Enfin, le Conseil d’État ne voit aucun inconvénient à répondre, dans le cadre d’un rapport faisant suite à un postulat, sur l’état d’avancement des différents projets dans les diverses régions du canton. Je comprends parfaitement l’intérêt qu’il y a à tenir les députées et députés informés de ces développements. Je vous rends toutefois attentives et attentifs au fait que les projets d'infrastructure évoluent, suivent des calendriers différents et fonctionnent en réseau d'un district à l'autre. Ce qui se passe à la gare de Lausanne, par exemple, peut influencer la desserte à Orbe, comme on a pu le constater lors des questions orales auxquelles j'ai eu le plaisir de répondre, notamment à l'intervention du député Simonin concernant le RER Orbe-Lausanne. Les trains circulent en réseau, et les travaux sur une partie de la ligne influencent la desserte sur une autre.

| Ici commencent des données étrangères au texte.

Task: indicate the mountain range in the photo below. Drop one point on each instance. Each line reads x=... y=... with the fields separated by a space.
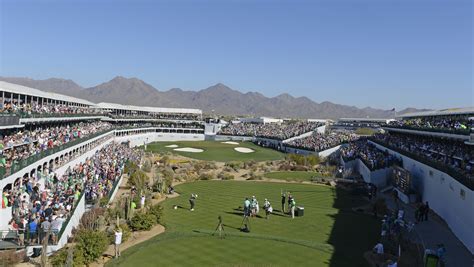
x=218 y=98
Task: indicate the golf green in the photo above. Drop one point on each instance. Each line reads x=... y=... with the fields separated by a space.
x=329 y=233
x=298 y=176
x=217 y=151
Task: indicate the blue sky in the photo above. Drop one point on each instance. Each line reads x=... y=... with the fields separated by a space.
x=379 y=53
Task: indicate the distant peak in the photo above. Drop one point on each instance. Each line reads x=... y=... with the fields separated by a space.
x=284 y=96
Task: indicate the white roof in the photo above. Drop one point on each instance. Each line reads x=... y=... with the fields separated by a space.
x=442 y=112
x=20 y=89
x=103 y=105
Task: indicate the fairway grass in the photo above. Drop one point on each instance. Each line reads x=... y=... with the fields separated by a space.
x=329 y=234
x=217 y=151
x=297 y=176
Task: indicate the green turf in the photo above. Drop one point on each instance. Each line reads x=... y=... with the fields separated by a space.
x=298 y=176
x=217 y=151
x=329 y=234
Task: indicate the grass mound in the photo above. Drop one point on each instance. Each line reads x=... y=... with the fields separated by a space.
x=217 y=151
x=297 y=176
x=329 y=234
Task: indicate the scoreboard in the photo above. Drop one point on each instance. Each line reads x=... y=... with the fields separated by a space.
x=402 y=180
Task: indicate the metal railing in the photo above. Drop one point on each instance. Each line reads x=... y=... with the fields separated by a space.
x=464 y=179
x=435 y=130
x=18 y=165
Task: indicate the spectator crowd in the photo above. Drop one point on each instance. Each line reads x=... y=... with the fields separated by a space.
x=450 y=123
x=15 y=107
x=372 y=157
x=452 y=154
x=20 y=145
x=319 y=141
x=43 y=202
x=270 y=130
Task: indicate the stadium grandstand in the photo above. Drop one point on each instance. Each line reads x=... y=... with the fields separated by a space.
x=354 y=123
x=59 y=154
x=53 y=150
x=455 y=122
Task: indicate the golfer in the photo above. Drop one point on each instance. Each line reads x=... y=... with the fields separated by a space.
x=247 y=207
x=118 y=241
x=192 y=201
x=142 y=201
x=283 y=201
x=268 y=208
x=290 y=197
x=292 y=207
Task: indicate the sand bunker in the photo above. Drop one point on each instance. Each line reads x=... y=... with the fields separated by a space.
x=230 y=143
x=172 y=146
x=243 y=150
x=189 y=149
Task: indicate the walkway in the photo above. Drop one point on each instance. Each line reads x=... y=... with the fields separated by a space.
x=436 y=231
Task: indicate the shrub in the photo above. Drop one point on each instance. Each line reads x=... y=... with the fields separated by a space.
x=225 y=176
x=146 y=166
x=157 y=211
x=60 y=258
x=126 y=233
x=236 y=165
x=103 y=202
x=142 y=221
x=91 y=243
x=138 y=179
x=165 y=160
x=207 y=176
x=254 y=176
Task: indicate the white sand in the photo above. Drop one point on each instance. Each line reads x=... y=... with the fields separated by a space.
x=172 y=146
x=243 y=150
x=230 y=143
x=189 y=149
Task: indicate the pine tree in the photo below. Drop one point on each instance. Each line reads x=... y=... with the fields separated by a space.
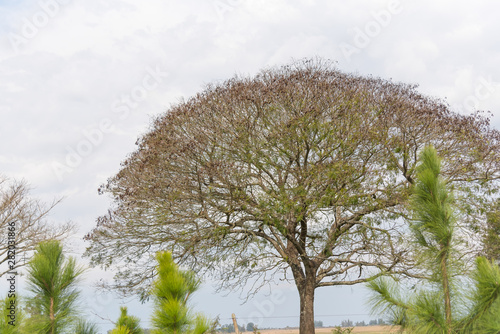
x=53 y=278
x=439 y=307
x=127 y=324
x=171 y=292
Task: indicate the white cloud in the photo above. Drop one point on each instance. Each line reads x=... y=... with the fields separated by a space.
x=66 y=78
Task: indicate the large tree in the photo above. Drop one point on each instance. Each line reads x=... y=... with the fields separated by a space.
x=24 y=224
x=300 y=170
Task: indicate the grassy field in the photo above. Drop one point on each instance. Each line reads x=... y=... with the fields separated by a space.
x=364 y=330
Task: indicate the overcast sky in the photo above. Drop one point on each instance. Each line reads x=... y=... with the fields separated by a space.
x=81 y=79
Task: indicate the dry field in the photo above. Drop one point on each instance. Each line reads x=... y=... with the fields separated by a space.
x=364 y=329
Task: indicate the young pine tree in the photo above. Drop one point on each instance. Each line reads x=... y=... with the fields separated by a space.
x=171 y=292
x=439 y=308
x=53 y=278
x=127 y=324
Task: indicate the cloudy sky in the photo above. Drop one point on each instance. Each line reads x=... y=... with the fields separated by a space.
x=80 y=81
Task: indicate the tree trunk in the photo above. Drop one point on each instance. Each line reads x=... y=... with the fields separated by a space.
x=446 y=292
x=306 y=292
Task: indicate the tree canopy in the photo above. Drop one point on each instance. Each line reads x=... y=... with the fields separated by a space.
x=301 y=170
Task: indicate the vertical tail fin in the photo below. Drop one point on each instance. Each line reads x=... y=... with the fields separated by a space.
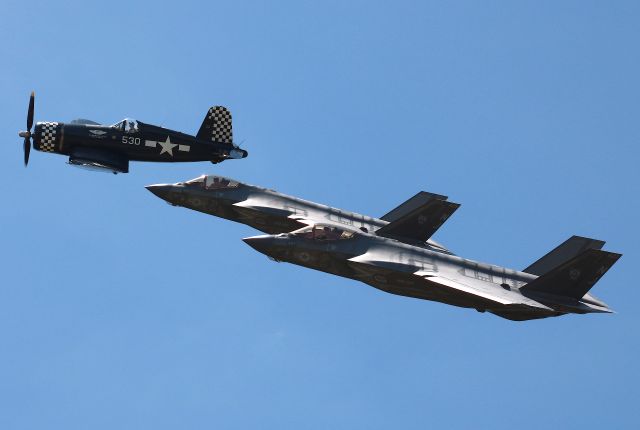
x=575 y=277
x=567 y=250
x=217 y=126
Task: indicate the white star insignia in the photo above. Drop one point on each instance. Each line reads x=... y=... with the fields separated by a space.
x=167 y=146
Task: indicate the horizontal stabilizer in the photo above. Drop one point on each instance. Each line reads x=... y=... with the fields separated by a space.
x=575 y=277
x=569 y=249
x=417 y=219
x=410 y=205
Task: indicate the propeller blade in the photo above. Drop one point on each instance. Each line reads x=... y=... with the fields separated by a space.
x=30 y=112
x=27 y=149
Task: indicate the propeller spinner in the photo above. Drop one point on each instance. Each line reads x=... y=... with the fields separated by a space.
x=27 y=134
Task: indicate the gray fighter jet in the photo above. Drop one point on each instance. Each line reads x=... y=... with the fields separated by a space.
x=395 y=253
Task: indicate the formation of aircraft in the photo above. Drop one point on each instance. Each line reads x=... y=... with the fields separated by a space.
x=395 y=253
x=109 y=148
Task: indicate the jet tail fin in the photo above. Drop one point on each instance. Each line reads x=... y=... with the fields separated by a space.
x=216 y=126
x=418 y=218
x=575 y=277
x=567 y=250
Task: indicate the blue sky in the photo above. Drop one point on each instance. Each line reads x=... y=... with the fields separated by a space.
x=118 y=311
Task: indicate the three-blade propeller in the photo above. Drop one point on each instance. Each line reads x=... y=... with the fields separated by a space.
x=27 y=134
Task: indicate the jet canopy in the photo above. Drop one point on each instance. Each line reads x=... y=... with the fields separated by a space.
x=128 y=125
x=210 y=182
x=323 y=232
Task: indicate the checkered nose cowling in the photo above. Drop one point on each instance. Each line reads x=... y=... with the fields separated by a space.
x=47 y=136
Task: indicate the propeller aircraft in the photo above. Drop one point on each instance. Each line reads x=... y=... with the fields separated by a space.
x=109 y=148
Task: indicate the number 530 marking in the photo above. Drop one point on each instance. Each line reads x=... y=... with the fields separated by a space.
x=131 y=140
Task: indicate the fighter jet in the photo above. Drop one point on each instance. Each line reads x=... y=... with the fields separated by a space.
x=395 y=253
x=110 y=147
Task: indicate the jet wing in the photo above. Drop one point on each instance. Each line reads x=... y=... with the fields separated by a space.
x=369 y=267
x=418 y=218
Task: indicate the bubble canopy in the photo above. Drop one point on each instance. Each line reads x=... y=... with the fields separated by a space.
x=128 y=125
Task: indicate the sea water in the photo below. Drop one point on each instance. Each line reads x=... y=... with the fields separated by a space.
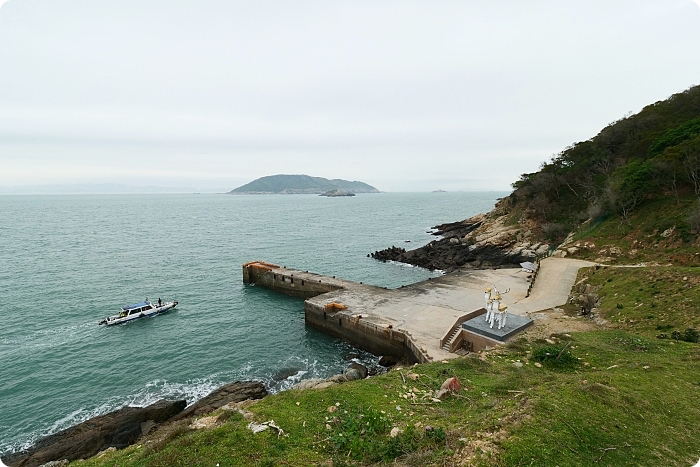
x=66 y=262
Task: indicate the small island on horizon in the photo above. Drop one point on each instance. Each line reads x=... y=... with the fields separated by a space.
x=337 y=193
x=302 y=184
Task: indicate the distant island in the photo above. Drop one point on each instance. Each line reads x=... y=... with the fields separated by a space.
x=301 y=184
x=336 y=193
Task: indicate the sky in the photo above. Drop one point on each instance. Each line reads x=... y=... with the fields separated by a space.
x=404 y=95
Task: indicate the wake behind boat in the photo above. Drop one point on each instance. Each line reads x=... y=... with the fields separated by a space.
x=139 y=310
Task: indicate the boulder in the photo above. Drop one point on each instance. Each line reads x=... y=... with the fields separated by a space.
x=232 y=392
x=117 y=429
x=361 y=368
x=310 y=383
x=352 y=374
x=388 y=361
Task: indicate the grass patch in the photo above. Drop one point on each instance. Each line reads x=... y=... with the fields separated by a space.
x=615 y=403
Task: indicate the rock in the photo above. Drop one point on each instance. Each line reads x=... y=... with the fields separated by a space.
x=205 y=423
x=101 y=454
x=352 y=374
x=324 y=385
x=118 y=429
x=284 y=373
x=388 y=361
x=233 y=392
x=443 y=394
x=308 y=383
x=451 y=384
x=361 y=368
x=542 y=250
x=338 y=379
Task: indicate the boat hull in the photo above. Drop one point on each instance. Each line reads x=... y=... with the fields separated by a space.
x=156 y=310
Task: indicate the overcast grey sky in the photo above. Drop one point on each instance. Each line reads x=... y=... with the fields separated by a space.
x=404 y=95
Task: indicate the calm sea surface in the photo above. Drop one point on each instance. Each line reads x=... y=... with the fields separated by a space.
x=68 y=261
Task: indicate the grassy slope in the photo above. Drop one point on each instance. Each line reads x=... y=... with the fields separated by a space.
x=629 y=400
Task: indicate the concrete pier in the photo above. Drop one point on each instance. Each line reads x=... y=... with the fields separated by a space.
x=421 y=322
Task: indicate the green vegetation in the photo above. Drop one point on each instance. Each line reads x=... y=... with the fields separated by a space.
x=301 y=184
x=652 y=155
x=625 y=395
x=622 y=399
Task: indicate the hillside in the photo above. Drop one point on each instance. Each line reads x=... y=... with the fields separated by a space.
x=610 y=378
x=301 y=184
x=634 y=188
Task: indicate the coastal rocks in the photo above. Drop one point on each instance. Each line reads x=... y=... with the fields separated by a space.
x=388 y=254
x=233 y=392
x=388 y=361
x=360 y=368
x=313 y=383
x=116 y=429
x=355 y=372
x=478 y=242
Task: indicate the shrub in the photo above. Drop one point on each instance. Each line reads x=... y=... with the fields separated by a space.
x=363 y=435
x=689 y=335
x=554 y=356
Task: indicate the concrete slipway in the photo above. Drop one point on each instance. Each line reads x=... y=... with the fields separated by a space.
x=421 y=321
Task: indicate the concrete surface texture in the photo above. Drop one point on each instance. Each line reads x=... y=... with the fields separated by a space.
x=428 y=309
x=552 y=286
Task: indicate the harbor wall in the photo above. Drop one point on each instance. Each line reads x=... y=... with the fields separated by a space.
x=478 y=342
x=363 y=334
x=288 y=281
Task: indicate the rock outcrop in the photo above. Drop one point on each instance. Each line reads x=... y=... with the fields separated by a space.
x=478 y=242
x=116 y=429
x=233 y=392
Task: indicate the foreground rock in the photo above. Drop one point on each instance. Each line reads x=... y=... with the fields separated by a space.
x=234 y=392
x=117 y=429
x=478 y=242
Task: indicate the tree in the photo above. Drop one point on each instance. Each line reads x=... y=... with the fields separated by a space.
x=629 y=186
x=687 y=155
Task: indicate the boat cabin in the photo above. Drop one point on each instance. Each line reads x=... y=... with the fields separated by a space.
x=135 y=309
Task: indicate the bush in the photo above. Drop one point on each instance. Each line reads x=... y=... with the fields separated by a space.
x=554 y=356
x=694 y=220
x=363 y=435
x=689 y=335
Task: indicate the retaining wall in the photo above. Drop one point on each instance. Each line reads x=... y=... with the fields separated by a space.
x=287 y=281
x=363 y=334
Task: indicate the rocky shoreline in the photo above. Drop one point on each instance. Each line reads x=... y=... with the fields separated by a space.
x=129 y=425
x=482 y=241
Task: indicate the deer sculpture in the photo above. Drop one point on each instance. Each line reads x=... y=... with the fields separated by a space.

On peut donc comprendre le besoin d'une photographie à un moment T des infrastructures d'une région, mais cela doit bien entendu être appréhendé comme un tout, ainsi que l'ont relevé les députés, notamment MM. Mocchi et De Benedictis. Ce besoin concerne l'ensemble du canton : le Conseil d'État porte la même attention et le même souci de desserte universelle sur l'ensemble du territoire vaudois. Toutes les régions sont, à un moment ou un autre, concernées par des travaux – les députées et députés du Gros-de-Vaud ne me contrediront pas : lors des grands travaux sur leur ligne, des perturbations et des dessertes entravées ont également été constatées. Aujourd'hui, on peut se réjouir des travaux menés, qui correspondent au niveau d'attente et de fiabilité souhaité dans cette région. Il en ira de même pour la ligne Yverdon-Sainte-Croix, une fois passée l'étape des chantiers sur les différentes gares.

Je le répète, le Conseil d’État ne s’oppose en aucune manière à l’élaboration de ce rapport. Je me permettrai toutefois d’ajouter, cum grano salis, que si des postulats analogues devaient être déposés pour chacun des dix districts, les ressources administratives de la DGMR ne seraient vraisemblablement pas en mesure d’y répondre avec le même degré de détail et de précision, compte tenu du nombre de dossiers et de chantiers à suivre. Je le signale avec un brin de malice – vous m'en excuserez.

M. Stéphane Montangero (SOC) — Président

La discussion est close. 

Le Grand Conseil prend le postulat en considération avec 4 abstentions.